Charlot est un personnage de fiction, un vagabond interprété par l'acteur britannique Charlie Chaplin dans la plupart de ses films, plus précisément une soixantaine de films courts à partir des années 1910.

Ce nom, qu'on lui donne dans plusieurs langues, est le diminutif du prénom de l'acteur, le personnage n'étant pas nommé en anglais, généralement désigné par l'expression « The Tramp » (le vagabond) ou plus ponctuellement « The Little Tramp » ou « The Immigrant » (l'immigrant).

Origine[modifier | modifier le code]

Le surnom « Charlot » a été inventé par le producteur Jacques Haïk, découvreur en France du premier film de Charlie Chaplin, et importateur de ses films[1].
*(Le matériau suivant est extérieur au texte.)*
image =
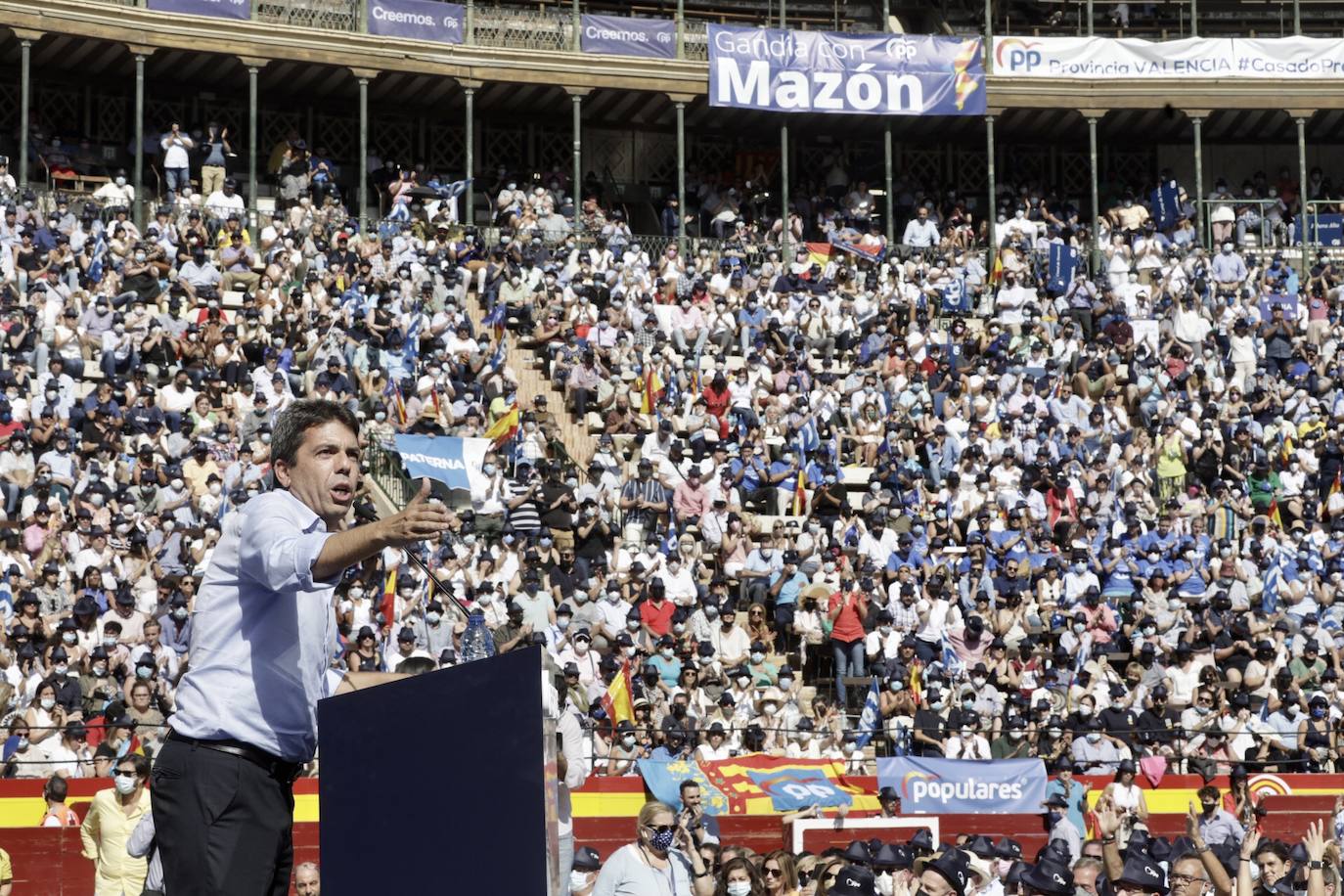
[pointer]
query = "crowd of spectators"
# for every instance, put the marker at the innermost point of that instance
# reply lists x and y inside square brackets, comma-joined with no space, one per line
[1214,857]
[1095,520]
Charlot est apparu pour la première fois dans la comédie Charlot est content de lui (Kid Auto Races at Venice, Cal.), réalisée par Henry Lehrman en 1914. En moins de trois ans, ce film court (7 minutes) a fait de Charlie Chaplin l'acteur comique le plus populaire au monde, étant notamment le premier personnage de cinéma associé aux produits dérivés (bandes dessinées et jouets)[2].
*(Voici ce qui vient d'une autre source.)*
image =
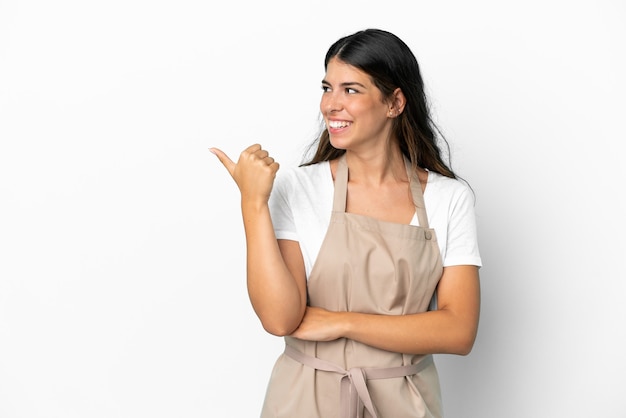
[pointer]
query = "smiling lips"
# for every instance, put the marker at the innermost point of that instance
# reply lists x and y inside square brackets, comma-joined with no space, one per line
[338,124]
Pourtant, en anglais, le personnage récurrent de Charlot n'a pas de nom. Il est connu comme The Tramp (le vagabond), The Little Tramp (le petit immigrant) ou The Immigrant (l'immigrant). Ces surnoms proviennent des titres de deux de ses films : The Tramp (1915) et The Immigrant (1917).

Les titres des films de Chaplin, bien qu'assez variés en anglais, ont été traduits en français en utilisant le nom de Charlot suivi de sa fonction dans le film : Charlot boxeur, Charlot policier, Charlot musicien, etc.

Le surnom « Charlot » est souvent assimilé à Charlie Chaplin lui-même, exemple réussi d'assimilation d'un nom de personnage à un comédien.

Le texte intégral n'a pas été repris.